Several studies characterizing the pharmacokinetics of lower doses of rEpo used to treat anemia of prematurity in preterm infants have identified that rEpo kinetics may be nonlinear in infants (20,21). Nevertheless, it may be useful to contrast the plasma parameters measured in preterm infants given a single s.c. dose of rEpo (400 U/kg) (22) with those reported in Table 1. In that study, plasma Epo remained significantly elevated 72 h after injection, AUC0–72 was 19,058, Cmax was 739.8 mU/mL, Tmax was 7.7 h, and t1/2 was 2.9 h. In comparison to infants given 400 U/kg rEpo s.c., neonatal rats given 5000 U/kg s.c. exhibit a 6-fold increase in total exposure, 8-fold increase in peak, and a 2.9-fold increase in t1/2 for plasma rEpo kinetics.

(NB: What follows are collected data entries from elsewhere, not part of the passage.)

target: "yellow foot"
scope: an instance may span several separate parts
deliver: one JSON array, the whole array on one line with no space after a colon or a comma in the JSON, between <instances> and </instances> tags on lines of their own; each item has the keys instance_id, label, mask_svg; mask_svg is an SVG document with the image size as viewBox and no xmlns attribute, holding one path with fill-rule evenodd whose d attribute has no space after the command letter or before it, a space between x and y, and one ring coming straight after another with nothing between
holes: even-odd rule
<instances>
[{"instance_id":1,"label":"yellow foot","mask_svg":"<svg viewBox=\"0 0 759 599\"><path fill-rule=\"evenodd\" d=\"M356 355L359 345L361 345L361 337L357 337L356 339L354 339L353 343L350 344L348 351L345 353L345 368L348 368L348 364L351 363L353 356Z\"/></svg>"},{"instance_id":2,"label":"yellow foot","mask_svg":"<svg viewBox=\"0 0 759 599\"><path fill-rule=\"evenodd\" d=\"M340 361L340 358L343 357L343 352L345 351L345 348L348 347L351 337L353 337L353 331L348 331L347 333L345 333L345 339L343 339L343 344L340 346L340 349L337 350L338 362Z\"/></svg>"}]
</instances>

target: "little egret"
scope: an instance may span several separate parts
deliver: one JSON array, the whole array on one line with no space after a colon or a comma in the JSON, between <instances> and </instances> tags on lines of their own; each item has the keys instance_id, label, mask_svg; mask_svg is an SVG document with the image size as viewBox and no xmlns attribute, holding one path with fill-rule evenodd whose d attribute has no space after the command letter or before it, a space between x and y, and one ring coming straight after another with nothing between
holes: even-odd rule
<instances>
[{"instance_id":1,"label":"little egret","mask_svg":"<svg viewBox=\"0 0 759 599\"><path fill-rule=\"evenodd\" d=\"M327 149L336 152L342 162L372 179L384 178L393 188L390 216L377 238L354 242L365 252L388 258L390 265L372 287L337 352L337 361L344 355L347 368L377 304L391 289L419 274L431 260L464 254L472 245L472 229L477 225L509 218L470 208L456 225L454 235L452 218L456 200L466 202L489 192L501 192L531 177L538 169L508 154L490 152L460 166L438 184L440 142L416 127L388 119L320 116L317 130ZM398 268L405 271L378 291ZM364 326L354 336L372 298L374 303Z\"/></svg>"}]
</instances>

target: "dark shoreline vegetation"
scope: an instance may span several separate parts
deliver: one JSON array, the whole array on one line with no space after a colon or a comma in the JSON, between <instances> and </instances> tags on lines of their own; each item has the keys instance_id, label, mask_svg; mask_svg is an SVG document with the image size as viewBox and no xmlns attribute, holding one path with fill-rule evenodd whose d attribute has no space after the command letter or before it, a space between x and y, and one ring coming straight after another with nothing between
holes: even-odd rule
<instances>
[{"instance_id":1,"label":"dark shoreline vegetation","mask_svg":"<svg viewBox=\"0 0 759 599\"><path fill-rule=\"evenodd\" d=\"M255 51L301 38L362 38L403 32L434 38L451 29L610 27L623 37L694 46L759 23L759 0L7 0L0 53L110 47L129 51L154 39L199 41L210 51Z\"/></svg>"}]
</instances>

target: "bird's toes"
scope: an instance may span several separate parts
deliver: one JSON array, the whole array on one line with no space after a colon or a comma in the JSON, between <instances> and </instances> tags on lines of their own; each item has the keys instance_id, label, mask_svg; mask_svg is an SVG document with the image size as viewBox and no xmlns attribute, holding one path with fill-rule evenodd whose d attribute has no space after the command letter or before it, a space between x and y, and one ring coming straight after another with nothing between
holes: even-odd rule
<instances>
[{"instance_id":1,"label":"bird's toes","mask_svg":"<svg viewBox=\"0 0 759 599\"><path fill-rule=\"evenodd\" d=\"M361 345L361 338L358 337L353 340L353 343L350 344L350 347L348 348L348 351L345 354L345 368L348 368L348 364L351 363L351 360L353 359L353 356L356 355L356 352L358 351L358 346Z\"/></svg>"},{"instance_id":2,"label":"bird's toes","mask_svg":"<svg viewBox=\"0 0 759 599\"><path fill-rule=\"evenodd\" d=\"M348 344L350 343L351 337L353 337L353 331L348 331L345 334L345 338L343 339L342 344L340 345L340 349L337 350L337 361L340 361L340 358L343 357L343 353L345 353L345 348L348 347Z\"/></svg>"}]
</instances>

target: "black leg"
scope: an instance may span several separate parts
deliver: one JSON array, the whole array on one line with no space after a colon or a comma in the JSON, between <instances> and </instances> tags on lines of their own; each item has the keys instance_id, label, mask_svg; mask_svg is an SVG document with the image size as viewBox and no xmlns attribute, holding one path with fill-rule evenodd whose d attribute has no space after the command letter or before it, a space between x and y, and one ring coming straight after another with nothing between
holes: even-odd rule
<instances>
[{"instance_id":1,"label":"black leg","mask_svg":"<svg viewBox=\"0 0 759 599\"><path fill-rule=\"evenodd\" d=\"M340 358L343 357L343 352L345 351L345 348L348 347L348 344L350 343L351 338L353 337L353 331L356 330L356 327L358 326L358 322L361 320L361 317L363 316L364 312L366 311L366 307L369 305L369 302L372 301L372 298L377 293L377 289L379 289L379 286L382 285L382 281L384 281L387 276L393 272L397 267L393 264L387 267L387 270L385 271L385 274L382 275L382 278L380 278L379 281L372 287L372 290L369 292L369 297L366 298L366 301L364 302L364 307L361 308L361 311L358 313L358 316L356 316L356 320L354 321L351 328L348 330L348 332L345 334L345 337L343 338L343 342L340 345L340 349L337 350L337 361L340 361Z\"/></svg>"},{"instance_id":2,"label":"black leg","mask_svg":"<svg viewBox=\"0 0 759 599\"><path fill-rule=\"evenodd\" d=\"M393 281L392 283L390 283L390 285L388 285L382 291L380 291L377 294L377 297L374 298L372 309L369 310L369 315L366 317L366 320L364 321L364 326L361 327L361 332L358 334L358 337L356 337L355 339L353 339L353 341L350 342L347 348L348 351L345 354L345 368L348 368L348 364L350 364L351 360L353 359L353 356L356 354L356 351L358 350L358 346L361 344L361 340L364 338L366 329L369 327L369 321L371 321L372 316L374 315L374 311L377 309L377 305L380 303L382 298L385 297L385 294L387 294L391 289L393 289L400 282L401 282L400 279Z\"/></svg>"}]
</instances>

In summary, this report demonstrates that systemic administration of high-dose rEpo results in a slow increase in brain Epo concentration in both normal and brain-injured neonatal rats. The i.p. route of rEpo administration produced a higher plasma Epo concentration more rapidly, with correspondingly greater penetration into the brains of brain-injured animals. Overall, however, the total body exposure to rEpo, as measured by plasma AUC, was similar with both routes. Like i.p. administration, the i.v. administration of rEpo results in rapid attainment of high peak concentrations. These data provide some insight into plasma Epo concentrations that can be considered neuroprotective. Based on previously published neonatal animal studies, 5000 U/kg rEpo is neuroprotective (17,18,23,24). We demonstrated that this dose, when given i.p. or s.c., results in peak plasma concentrations ranging from 6,000 to10,000 mU/mL. Further studies are needed to determine the safety and pharmacokinetics of high-dose rEpo in human infants.